In a perverse way, I have to tip my cap to Heisman Pundit. He’s been taken to task in several quarters for his insistence that Florida’s win in the BCS title game is a complete validation of his “Gang of Six” theory (which in essence boils down to offensive scheme matters more in college football than anything else), including this bludgeoning by Michael Elkon that is so devastating in its thoroughness that I was almost embarrassed for HP after I read it. Almost.
Perhaps a lesser man would have slunk away, changed the subject, something. Not HP, though, who’s back with another essay on the subject – “The Spread Spreads” – in which he continues to insist that the reason Florida’s point production in Meyer’s two years in the SEC has been middling is because Meyer has deliberately chosen to hold things back:
… If the spread works, why did it only score 21 points against SEC teams? Well, I think the answer is clear: it didn’t need to score more. How long should a man’s legs be? Answer: Long enough to touch the ground.
… Going into most conference games, Meyer knew that the other team couldn’t score against his defense, so why open things up? He played the percentages.
This all ties back in to HP’s overarching theory about the SEC being a conference (with a couple of exceptions in Meyer and Spurrier) full of offensive coordinators who believe the game should still be played with leather helmets.
But – thank God! – help is on the way for the millions of souls who despair over the current state of SEC football.
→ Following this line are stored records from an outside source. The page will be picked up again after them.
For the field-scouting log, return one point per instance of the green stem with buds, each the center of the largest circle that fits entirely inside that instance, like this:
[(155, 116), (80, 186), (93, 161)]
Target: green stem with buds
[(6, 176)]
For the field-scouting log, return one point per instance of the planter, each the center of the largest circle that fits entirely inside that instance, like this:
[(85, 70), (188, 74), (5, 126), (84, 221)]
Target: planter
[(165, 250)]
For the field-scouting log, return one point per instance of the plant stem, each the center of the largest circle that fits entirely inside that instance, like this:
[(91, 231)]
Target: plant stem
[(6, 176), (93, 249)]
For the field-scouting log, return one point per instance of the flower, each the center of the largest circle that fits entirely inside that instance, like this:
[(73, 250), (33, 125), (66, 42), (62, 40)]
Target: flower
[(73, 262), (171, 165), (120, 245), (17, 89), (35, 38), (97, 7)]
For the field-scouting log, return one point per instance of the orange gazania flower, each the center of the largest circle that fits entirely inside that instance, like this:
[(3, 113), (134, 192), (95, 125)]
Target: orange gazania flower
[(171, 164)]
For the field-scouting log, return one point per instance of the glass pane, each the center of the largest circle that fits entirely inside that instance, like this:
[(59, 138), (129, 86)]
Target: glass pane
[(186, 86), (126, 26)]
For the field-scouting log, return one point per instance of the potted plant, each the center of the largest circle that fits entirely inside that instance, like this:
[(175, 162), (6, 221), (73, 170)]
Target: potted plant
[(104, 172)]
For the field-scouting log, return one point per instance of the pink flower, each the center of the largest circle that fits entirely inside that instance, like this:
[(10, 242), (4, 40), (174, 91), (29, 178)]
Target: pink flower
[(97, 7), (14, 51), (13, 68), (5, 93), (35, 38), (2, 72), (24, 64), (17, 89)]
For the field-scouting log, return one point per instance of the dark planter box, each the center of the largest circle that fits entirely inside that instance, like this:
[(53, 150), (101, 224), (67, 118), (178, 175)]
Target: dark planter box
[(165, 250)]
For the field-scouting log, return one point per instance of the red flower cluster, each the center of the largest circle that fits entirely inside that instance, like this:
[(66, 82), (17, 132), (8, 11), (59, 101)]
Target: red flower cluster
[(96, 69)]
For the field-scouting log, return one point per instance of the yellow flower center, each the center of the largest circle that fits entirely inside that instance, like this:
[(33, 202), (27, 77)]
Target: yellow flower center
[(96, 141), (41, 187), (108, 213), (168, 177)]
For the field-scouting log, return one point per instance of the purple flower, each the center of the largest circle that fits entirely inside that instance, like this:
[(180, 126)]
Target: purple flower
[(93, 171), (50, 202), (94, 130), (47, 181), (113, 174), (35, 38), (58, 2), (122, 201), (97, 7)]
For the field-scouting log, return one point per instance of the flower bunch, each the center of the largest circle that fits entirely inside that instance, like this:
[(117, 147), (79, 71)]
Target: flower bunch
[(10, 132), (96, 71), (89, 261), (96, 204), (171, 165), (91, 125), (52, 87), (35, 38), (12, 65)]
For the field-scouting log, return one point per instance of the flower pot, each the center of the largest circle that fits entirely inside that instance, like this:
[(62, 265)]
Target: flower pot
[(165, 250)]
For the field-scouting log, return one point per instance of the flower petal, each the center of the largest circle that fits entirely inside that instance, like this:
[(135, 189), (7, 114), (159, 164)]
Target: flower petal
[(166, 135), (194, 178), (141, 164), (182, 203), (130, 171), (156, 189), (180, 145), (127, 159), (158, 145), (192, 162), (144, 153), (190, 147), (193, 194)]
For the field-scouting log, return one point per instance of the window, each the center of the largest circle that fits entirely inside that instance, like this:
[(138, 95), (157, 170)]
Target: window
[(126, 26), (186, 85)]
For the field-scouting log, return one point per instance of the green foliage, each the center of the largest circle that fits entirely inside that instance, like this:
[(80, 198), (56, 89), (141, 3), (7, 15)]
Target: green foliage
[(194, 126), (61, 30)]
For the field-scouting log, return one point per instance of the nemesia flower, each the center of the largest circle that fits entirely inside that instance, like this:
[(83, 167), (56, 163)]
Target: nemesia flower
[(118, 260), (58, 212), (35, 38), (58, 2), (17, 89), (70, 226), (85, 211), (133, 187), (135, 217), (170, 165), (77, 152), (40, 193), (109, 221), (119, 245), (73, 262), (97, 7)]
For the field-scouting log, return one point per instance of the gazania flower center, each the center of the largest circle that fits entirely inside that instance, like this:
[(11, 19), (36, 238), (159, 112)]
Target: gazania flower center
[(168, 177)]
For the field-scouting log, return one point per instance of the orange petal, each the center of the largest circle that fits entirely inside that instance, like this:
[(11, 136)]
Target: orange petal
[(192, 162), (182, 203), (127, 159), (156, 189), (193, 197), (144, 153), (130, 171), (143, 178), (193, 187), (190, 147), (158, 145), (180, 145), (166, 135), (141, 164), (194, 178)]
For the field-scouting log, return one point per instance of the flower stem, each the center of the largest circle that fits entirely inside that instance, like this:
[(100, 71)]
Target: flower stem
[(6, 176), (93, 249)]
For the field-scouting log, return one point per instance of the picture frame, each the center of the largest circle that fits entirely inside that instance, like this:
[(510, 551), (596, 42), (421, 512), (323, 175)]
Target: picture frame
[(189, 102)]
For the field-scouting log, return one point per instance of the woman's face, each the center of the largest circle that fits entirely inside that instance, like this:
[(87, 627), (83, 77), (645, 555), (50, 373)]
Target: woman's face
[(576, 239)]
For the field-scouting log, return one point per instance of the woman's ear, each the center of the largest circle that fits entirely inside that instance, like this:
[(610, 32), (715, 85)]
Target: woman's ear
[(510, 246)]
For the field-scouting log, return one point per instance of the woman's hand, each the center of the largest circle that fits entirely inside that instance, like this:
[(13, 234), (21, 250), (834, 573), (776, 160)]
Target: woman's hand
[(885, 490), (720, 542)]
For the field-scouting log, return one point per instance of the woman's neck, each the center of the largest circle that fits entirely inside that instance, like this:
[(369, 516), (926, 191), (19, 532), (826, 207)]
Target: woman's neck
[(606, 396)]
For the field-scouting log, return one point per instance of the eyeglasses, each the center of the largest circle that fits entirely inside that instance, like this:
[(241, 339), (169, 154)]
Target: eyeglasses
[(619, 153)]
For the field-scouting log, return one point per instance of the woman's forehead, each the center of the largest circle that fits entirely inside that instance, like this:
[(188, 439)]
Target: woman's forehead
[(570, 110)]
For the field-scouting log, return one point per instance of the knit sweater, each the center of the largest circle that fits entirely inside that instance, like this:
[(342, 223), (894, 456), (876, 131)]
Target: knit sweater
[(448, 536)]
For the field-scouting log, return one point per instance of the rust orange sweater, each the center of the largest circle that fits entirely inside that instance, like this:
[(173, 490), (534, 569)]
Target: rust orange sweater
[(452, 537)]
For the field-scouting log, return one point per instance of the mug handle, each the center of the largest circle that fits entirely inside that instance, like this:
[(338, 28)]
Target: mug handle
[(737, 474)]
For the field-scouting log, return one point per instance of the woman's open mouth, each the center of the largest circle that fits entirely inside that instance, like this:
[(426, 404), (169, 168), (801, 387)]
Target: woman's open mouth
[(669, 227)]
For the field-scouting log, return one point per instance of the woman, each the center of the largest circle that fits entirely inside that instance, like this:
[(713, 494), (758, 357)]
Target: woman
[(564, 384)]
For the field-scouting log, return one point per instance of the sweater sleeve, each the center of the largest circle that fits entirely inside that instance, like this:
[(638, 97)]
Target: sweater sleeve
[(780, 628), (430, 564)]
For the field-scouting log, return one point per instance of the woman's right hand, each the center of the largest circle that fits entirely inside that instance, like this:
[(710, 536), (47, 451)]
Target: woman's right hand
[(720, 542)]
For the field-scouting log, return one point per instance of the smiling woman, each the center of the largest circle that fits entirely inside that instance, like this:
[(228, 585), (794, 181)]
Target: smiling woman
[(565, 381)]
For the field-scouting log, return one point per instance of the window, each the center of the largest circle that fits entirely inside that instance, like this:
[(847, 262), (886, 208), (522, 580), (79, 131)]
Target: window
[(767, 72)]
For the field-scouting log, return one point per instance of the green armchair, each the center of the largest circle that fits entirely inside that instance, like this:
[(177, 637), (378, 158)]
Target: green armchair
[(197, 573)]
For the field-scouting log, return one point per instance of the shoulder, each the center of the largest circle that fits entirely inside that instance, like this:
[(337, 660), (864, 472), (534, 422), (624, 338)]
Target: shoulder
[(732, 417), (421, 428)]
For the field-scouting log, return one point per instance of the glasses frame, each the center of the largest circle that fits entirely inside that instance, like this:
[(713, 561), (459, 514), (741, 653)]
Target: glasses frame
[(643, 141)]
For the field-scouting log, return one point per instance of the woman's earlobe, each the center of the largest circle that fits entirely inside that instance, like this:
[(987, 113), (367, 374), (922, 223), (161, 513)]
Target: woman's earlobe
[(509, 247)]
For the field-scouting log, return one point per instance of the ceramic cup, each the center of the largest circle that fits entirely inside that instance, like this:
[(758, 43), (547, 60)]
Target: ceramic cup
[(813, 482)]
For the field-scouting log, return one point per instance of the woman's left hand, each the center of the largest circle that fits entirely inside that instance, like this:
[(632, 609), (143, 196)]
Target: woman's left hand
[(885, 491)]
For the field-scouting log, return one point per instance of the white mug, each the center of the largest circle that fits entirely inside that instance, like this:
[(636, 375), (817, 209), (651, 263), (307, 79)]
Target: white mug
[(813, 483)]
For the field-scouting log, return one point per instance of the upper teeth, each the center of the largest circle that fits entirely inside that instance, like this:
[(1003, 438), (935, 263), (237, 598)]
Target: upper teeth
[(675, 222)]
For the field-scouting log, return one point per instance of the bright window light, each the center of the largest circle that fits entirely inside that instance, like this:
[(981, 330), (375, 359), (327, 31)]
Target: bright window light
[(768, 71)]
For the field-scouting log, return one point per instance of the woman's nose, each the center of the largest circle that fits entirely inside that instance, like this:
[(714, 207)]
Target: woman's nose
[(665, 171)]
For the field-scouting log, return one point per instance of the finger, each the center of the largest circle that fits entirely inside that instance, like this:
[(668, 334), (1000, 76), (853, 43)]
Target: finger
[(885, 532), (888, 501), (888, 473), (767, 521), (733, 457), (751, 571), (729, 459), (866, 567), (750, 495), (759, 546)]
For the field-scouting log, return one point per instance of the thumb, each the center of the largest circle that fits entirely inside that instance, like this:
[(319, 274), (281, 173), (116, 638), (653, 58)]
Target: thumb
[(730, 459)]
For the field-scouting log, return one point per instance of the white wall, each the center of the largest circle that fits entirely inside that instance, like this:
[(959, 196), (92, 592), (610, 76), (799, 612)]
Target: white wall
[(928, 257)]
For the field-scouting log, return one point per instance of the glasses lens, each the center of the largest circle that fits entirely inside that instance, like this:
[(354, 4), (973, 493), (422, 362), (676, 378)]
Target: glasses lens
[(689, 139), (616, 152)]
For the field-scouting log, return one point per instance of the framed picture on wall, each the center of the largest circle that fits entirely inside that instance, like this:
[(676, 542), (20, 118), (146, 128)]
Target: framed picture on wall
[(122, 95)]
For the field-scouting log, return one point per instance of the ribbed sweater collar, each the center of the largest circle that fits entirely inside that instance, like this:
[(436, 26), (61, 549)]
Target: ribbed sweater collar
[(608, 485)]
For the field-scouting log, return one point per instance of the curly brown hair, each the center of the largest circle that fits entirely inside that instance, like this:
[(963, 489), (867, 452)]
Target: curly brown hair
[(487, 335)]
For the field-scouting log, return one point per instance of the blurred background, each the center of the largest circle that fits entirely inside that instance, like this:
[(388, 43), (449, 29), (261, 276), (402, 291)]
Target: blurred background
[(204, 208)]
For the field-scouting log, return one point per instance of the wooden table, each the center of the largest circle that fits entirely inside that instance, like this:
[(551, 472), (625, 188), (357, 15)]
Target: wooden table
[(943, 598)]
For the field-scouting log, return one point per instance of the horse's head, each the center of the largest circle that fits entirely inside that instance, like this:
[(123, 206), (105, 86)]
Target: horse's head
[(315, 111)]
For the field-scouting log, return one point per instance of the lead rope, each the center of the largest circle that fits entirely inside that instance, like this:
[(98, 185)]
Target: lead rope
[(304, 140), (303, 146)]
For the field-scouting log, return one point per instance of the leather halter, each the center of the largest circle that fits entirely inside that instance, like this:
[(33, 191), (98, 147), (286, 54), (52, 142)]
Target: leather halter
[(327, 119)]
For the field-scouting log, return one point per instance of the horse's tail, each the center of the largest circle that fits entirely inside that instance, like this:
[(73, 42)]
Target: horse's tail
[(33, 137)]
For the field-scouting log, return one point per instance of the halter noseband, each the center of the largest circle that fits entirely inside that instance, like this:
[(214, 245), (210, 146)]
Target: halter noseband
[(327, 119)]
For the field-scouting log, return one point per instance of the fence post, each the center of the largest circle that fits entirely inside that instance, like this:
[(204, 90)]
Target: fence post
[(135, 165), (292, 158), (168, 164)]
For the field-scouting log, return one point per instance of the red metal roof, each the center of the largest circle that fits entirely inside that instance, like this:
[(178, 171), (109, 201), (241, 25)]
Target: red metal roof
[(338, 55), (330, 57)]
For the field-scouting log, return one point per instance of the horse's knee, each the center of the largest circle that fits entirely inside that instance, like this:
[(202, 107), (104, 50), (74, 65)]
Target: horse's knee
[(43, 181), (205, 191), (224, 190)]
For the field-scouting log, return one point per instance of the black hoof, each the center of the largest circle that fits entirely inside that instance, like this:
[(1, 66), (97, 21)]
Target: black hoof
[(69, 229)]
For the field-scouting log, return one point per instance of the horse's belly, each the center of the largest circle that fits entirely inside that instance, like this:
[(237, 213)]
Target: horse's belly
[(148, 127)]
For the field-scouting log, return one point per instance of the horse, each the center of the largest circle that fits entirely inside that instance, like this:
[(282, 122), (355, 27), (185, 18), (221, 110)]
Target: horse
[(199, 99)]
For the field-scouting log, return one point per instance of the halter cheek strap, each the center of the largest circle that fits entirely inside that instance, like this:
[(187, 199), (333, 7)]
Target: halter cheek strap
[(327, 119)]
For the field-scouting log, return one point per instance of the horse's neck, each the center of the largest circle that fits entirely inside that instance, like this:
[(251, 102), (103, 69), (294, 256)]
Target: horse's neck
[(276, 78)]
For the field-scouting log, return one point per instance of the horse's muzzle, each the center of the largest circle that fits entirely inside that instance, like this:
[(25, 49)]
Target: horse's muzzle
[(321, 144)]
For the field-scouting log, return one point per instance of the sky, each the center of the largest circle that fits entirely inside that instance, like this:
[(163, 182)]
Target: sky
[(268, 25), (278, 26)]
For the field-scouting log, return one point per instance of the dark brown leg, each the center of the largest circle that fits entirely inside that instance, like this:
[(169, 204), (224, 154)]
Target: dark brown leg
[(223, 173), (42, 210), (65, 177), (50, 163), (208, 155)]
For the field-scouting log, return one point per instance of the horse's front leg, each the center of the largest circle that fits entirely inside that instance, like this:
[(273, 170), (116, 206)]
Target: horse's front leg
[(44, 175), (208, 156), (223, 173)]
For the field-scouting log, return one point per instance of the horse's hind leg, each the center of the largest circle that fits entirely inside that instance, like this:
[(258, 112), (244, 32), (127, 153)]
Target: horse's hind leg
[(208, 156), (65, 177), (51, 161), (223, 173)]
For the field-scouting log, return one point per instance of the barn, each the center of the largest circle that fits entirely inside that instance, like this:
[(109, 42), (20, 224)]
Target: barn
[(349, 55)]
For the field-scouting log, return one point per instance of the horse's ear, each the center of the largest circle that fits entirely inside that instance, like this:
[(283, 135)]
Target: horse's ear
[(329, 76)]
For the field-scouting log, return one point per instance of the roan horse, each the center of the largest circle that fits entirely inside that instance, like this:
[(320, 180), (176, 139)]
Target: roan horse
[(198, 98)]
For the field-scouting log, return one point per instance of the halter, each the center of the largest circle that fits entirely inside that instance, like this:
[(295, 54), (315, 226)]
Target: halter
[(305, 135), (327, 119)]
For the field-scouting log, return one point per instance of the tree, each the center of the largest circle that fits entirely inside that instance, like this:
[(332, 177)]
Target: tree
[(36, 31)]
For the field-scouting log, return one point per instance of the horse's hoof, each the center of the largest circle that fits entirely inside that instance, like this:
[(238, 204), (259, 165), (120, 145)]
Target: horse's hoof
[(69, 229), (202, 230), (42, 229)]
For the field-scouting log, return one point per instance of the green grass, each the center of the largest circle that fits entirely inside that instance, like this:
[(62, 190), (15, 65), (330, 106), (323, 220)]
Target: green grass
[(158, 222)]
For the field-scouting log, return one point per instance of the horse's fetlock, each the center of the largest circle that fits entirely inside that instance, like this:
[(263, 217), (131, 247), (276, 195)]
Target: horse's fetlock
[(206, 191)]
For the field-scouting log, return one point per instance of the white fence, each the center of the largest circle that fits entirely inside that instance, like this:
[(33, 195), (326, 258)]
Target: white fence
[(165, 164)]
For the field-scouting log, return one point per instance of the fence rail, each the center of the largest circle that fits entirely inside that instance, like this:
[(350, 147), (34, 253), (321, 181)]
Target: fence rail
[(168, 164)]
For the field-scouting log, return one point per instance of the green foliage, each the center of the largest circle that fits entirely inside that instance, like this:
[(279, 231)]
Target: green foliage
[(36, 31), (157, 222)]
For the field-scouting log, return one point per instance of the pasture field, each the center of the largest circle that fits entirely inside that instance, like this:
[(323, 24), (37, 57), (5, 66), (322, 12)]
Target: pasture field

According to HP, the SEC is going to have no choice but to play catch up with Meyer’s exotic spread offense. Fortunately, the process has already started at LSU, where “… the issue has apparently been settled in Les Miles’ mind.”
Les Miles? Well, count me as convinced.
Never mind that LSU has outscored Florida’s offense (both in SEC and seasonal play) in the two years that Meyer has been the head coach. Or that LSU and Ohio State were both in the NCAA top 10 in scoring in 2006.
Never mind that in ’06, when Meyer had more of his players like Tebow and Harvin to run in his offense, Florida’s point production in the conference actually declined from its ’05 numbers.
Never mind that Meyer saw fit to score 42 and 62 points against the two non-conference teams on Florida’s ’06 schedule that the Gators shut out. So much for “playing the percentages”.
Never mind that HP doesn’t bother to explain why SEC coaches will respond to Meyer’s offense as he suggests, even though they apparently never responded like that to Spurrier’s introduction of the “Fun ‘n Gun” (which was an immediate scoring sensation, by the way) to the SEC seventeen years ago.
“Forget it, he’s rolling.”
Urban Meyer is a genius. Resistance is futile.